Jeremy and I had a phone consult with Dr. F on Wednesday morning. That put me back in the "discouraged" camp.
Dr. F had in fact emailed Dr. Berkowitz in NYC with a very brief summary of our case (which she cc'd to us). She told us that he then phoned her about 10 minutes later and they talked, and so now she was reporting to us on his recommendations. This was less than satisfying, because this way we really have no way of knowing exactly what was communicated to Dr. Berkowitz about our case. I had assumed that we would be a part of that consult with Dr. Berkowitz. While I really liked Dr. F and her approach, all that she knows about our case is the case notes she read from the other doctors in her practice, and a 5-minute office visit with us. I am therefore not confident that she herself had all the information to pass along to NYC.

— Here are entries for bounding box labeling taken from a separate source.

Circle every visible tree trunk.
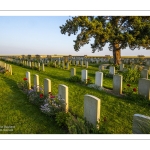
[113,44,121,65]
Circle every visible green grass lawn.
[0,61,150,134]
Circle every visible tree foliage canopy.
[60,16,150,52]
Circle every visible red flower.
[50,95,55,98]
[127,84,130,87]
[40,93,44,98]
[133,88,137,92]
[23,78,28,81]
[104,117,107,122]
[48,92,52,95]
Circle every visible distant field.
[0,64,150,134]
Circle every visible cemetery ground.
[0,61,150,134]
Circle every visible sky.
[0,15,150,56]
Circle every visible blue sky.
[0,16,150,56]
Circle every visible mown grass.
[0,61,150,134]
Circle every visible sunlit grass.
[0,62,150,134]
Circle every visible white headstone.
[42,63,45,71]
[84,94,101,126]
[34,74,39,92]
[44,78,51,95]
[109,66,115,75]
[71,68,76,76]
[26,71,31,89]
[113,75,122,94]
[95,71,103,87]
[85,61,88,68]
[58,84,69,112]
[81,69,88,82]
[9,65,12,75]
[120,64,124,71]
[141,69,148,79]
[138,78,150,100]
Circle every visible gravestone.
[109,66,115,75]
[138,78,150,100]
[85,61,88,68]
[34,74,39,92]
[113,75,122,94]
[26,71,31,89]
[62,61,65,69]
[99,65,105,71]
[44,78,51,95]
[58,84,69,112]
[29,61,31,68]
[84,94,101,126]
[95,71,103,87]
[81,69,88,82]
[141,69,148,79]
[66,61,69,70]
[38,63,40,71]
[76,60,79,66]
[120,64,124,71]
[71,68,76,76]
[132,114,150,134]
[9,65,12,75]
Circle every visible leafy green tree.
[60,16,150,64]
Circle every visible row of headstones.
[1,55,150,66]
[99,64,150,79]
[26,72,101,126]
[2,58,45,71]
[1,58,88,71]
[0,61,12,75]
[26,72,150,134]
[71,68,150,100]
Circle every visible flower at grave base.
[50,95,55,98]
[48,92,52,95]
[104,117,107,122]
[40,93,44,98]
[133,88,137,92]
[23,78,28,81]
[127,84,130,87]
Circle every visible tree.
[60,16,150,65]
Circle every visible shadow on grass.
[0,76,67,134]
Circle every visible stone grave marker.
[26,71,31,89]
[81,69,88,82]
[84,94,101,127]
[109,66,115,75]
[113,75,122,94]
[44,78,51,95]
[141,69,148,79]
[138,78,150,100]
[58,84,69,112]
[95,71,103,87]
[71,68,76,76]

In any case, Dr. Berkowitz's recommendation, according to Dr. F, is not that different from where we were:
1) No IVIg medication.
2) At delivery, he recommends either (a) cordocentesis at 37 weeks to determine platelet count and then decide on c-section or (b) just do a c-section
His rationale is based in part on the fact that he is not himself convinced that we had NAIT with John, since the lab tests don't prove the genetic mismatch between Jeremy and me. But, he offered no alternative diagnosis for John's symptoms, either. Granted, he is in maternal-fetal medicine rather than pediatric hematology, but still, it is an answer that feels incomplete to us.

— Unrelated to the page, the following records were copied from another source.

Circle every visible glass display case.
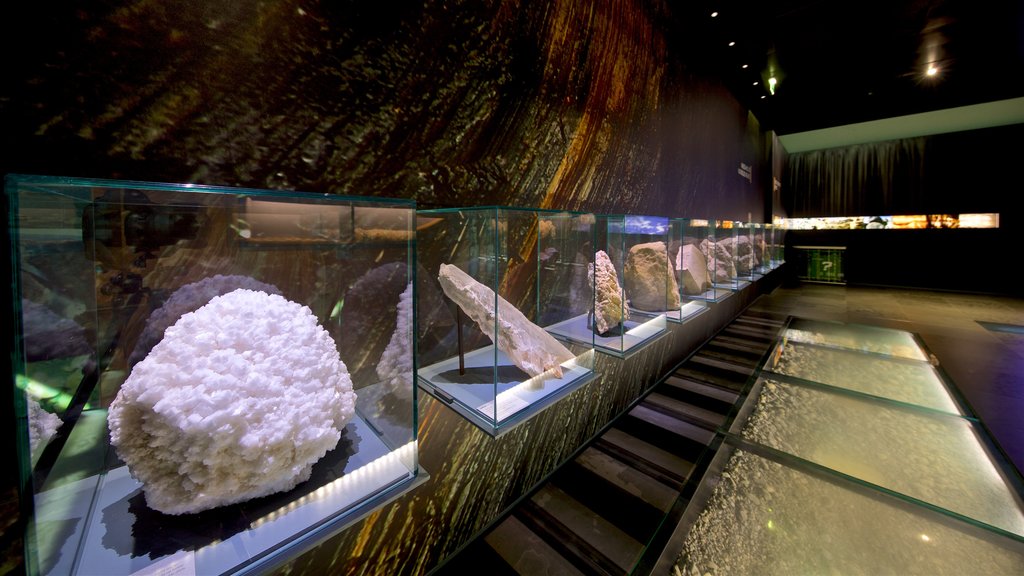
[771,218,786,269]
[565,214,680,358]
[679,218,733,302]
[764,222,779,272]
[750,222,771,278]
[417,206,595,436]
[6,175,424,574]
[676,319,1024,574]
[668,218,713,322]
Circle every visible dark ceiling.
[674,0,1024,135]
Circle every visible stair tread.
[530,483,643,572]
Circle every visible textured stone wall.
[0,0,767,574]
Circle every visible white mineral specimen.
[587,250,630,334]
[377,283,414,400]
[676,244,711,294]
[437,264,575,378]
[128,274,281,368]
[623,242,682,312]
[108,289,355,515]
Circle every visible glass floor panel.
[766,341,963,414]
[674,443,1024,576]
[740,378,1024,536]
[785,318,928,361]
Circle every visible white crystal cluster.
[128,274,281,366]
[108,289,355,515]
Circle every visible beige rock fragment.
[623,242,681,312]
[587,250,630,334]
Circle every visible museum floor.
[750,284,1024,470]
[433,284,1024,576]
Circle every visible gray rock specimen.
[587,250,630,334]
[106,290,355,515]
[676,244,711,294]
[623,242,681,312]
[437,264,575,378]
[700,240,736,284]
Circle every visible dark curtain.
[783,137,928,218]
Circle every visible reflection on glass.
[768,342,961,414]
[741,377,1024,536]
[676,445,1024,576]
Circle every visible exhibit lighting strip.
[252,441,417,528]
[779,213,999,230]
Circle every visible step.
[528,483,644,574]
[638,388,727,429]
[551,460,665,542]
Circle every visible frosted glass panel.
[768,342,961,414]
[741,379,1024,535]
[785,318,928,361]
[676,445,1024,576]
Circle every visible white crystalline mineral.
[108,289,355,515]
[128,274,281,367]
[377,283,413,400]
[437,264,575,378]
[587,250,630,334]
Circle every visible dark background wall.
[0,0,771,574]
[783,124,1024,295]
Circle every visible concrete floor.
[751,283,1024,470]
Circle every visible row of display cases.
[6,175,784,574]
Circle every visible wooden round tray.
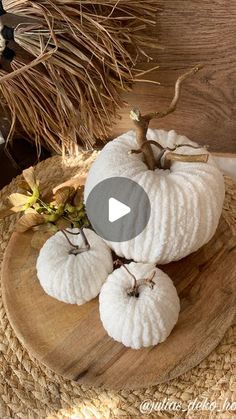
[2,218,236,389]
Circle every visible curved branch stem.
[130,64,202,170]
[60,228,90,255]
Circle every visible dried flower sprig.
[0,167,89,233]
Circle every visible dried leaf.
[54,186,75,205]
[16,212,45,233]
[31,230,54,250]
[22,166,37,190]
[53,175,86,194]
[0,205,14,220]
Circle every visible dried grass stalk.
[0,0,159,152]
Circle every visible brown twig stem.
[115,259,155,298]
[60,228,90,255]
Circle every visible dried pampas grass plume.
[0,0,157,153]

I spent Wednesday feeling very unsettled and disappointed. This is not a diagnosis/treatment plan that reassures me that either our baby will be fine, or we are doing everything we can to ensure that. Rather, it strikes me as a plan that is easiest and cheapest for the doctors to make.

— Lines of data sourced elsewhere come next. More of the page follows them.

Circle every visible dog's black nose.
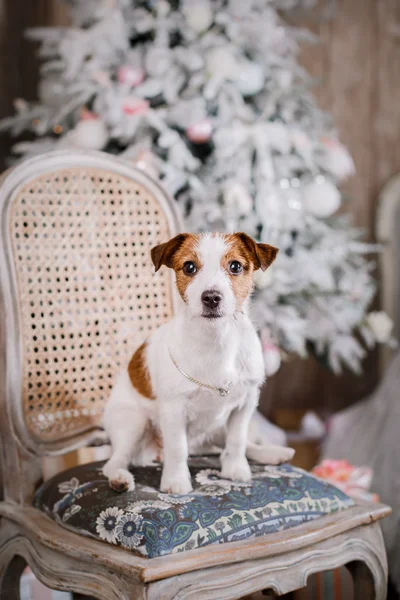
[201,290,222,308]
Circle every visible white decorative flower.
[196,469,250,488]
[158,493,194,504]
[58,477,79,494]
[115,513,143,548]
[126,500,170,513]
[253,465,305,479]
[366,311,393,344]
[222,180,254,217]
[62,504,82,523]
[96,506,124,544]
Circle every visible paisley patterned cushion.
[34,457,354,558]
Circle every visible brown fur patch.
[128,342,155,400]
[222,233,254,308]
[232,232,278,271]
[172,234,203,301]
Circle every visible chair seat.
[33,457,354,558]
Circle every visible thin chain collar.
[168,348,232,396]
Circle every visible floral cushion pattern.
[33,457,354,558]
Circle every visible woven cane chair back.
[0,152,180,449]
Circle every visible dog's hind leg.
[103,410,148,492]
[103,373,148,492]
[246,442,295,465]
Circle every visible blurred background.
[0,0,400,598]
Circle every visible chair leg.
[346,561,386,600]
[0,556,26,600]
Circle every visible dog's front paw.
[160,471,193,494]
[247,444,295,465]
[103,463,135,492]
[221,457,251,482]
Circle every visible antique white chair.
[0,152,389,600]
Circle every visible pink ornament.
[118,65,145,87]
[80,107,99,121]
[93,71,111,88]
[121,97,150,116]
[186,119,212,144]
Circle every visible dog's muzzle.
[201,290,222,319]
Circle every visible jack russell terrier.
[103,233,294,494]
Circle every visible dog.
[103,233,294,494]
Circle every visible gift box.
[311,459,379,502]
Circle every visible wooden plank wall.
[263,0,400,411]
[0,0,400,412]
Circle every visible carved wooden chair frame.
[0,151,388,600]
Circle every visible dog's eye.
[183,260,197,275]
[229,260,243,275]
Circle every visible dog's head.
[151,233,278,319]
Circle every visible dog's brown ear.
[151,233,189,271]
[236,233,278,271]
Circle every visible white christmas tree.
[1,0,391,374]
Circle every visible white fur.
[104,235,294,494]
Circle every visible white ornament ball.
[185,119,212,144]
[235,61,264,96]
[184,0,214,33]
[121,96,150,116]
[38,79,65,108]
[222,181,254,217]
[118,65,145,87]
[253,269,272,290]
[68,119,109,150]
[302,177,341,218]
[206,46,239,79]
[145,46,171,77]
[263,344,282,377]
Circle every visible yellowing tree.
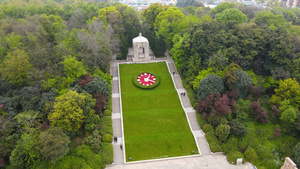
[48,90,86,131]
[0,49,32,86]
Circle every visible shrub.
[222,137,239,153]
[197,74,224,100]
[103,109,112,116]
[102,134,112,143]
[100,143,114,165]
[227,150,245,164]
[193,103,199,110]
[74,144,104,168]
[202,124,214,133]
[99,116,113,136]
[85,130,101,153]
[205,130,223,152]
[215,124,230,142]
[244,147,257,163]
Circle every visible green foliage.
[293,142,300,166]
[0,49,32,86]
[9,133,40,168]
[14,110,41,132]
[63,55,87,81]
[103,109,112,116]
[85,130,101,153]
[84,76,110,100]
[48,90,86,131]
[193,68,225,91]
[222,136,239,154]
[39,127,70,163]
[99,116,113,136]
[251,11,287,30]
[73,144,104,168]
[210,2,235,14]
[229,121,247,137]
[205,130,223,152]
[280,107,297,123]
[202,124,214,133]
[102,134,112,143]
[215,124,230,142]
[234,70,253,99]
[100,143,114,165]
[197,74,224,100]
[227,150,245,164]
[215,8,247,23]
[269,79,300,106]
[244,147,258,163]
[245,70,259,85]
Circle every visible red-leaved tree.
[250,101,269,123]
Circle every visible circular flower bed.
[132,72,159,89]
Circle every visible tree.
[0,49,32,86]
[280,107,297,123]
[211,2,235,14]
[215,8,247,23]
[234,70,253,99]
[154,7,189,47]
[269,78,300,106]
[38,127,70,163]
[215,94,231,116]
[197,74,224,100]
[84,76,110,100]
[63,55,86,81]
[48,90,86,131]
[293,142,300,166]
[250,101,269,123]
[215,124,230,142]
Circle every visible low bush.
[102,134,112,143]
[222,136,239,153]
[202,124,214,133]
[103,109,112,116]
[74,144,104,168]
[244,147,257,163]
[99,116,113,136]
[227,150,245,164]
[100,143,114,165]
[205,130,223,152]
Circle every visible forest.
[0,0,300,169]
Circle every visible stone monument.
[127,33,154,62]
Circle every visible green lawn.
[120,62,198,161]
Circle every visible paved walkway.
[107,155,253,169]
[107,53,253,169]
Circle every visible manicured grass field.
[120,62,198,161]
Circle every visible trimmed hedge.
[132,72,160,89]
[100,143,114,165]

After all, if there is a real risk, then why not deal with it with the IVIg? If there is not a real risk, then why subject our baby (and myself) to the increased risk of a C-section (and possibly cordocentesis)? Yes, I know, C-sections are "routine" for OBs, but I don't consider them such. Of course, I will have a C-section if that makes sense, but it is not a "neutral" treatment choice.
After some thought, Jeremy and I resolved to wait the two weeks for our consult here in GR with Dr. C, one of the pediatric hematologists who treated John. Hopefully, he can at least shed some light on this rapidly growing theory of the maternal-fetal-medicine docs that John never really had NAIT in the first place. It would be nice, but it sounds almost like a theory of convenience rather than evidence at this point. Not a standard upon which I wish to base my baby's care.
After that consult, we will have to decide on the next step. Dr. F. did offer that we could email Dr. Berkowitz directly, if we wish. I think we will wish, but perhaps it will be easier once armed with more info from Dr. C.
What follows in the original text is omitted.